Court Sanctions FAA Review as Mitigation for Wind Energy Project


In a partially published decision, the Court of Appeal for California’s Fifth District upheld Kern County’s approval of a major wind energy generation project against a challenge by a local private airport. In the case, Citizens Opposing a Dangerous Environment (CODE) v. County of Kern (June 30, 2014 WL 3696543) ___ Cal.App.4th ____, Kern County approved a 339-megawatt wind farm in the Tehachapi Wind Resource Area. A private airport located approximately one mile from the proposed project objected, arguing that many of the 116 towers (each over 400 feet tall) would create a dangerous obstruction to airspace near the airport, particularly for hang gliders. To address these concerns, the County included a mitigation measuring requiring federal agency review of each wind tower, pursuant to the Federal Aviation Administration (FAA) Part 77 regulations. The petitioner objected to this mitigation, arguing that the County’s reliance on review by the FAA was not appropriate mitigation under CEQA. Petitioner claimed that FAA Regulations presented mothing more than a hollow “fig leaf” of federal preemption, which did not excuse the County from conducting its own, independent review. (CODE v. County of Kern, 2014 WL 3696543 [p. 14].)

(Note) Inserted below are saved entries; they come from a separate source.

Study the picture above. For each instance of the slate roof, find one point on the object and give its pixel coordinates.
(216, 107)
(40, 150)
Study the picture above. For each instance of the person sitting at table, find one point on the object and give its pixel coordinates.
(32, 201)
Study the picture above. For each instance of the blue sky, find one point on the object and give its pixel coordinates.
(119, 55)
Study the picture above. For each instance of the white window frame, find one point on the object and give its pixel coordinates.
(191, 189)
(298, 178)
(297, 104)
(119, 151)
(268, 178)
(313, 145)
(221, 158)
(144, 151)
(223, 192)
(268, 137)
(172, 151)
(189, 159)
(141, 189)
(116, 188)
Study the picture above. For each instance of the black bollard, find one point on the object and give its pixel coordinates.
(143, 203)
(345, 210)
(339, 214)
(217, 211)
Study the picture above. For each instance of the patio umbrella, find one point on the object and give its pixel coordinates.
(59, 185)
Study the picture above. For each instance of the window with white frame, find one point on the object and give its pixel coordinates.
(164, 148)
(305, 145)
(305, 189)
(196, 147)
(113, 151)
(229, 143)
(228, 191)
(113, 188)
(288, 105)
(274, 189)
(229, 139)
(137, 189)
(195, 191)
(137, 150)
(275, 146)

The Court disagreed, finding that “federal law occupies the entire field of aviation safety.” (Ibid.) As the County committed its police power to enforce the recommendations of the FAA, the mitigation measure requiring Part 77 review by the FAA constituted legally feasible and appropriate mitigation to address the concerns of the airport related to airspace obstructions. Renewable energy projects often entail potential concerns for aviation safety, in the form of glare from solar panels or possible obstructions created by wind towers. The case illustrates an effective approach to mitigating such concerns under CEQA.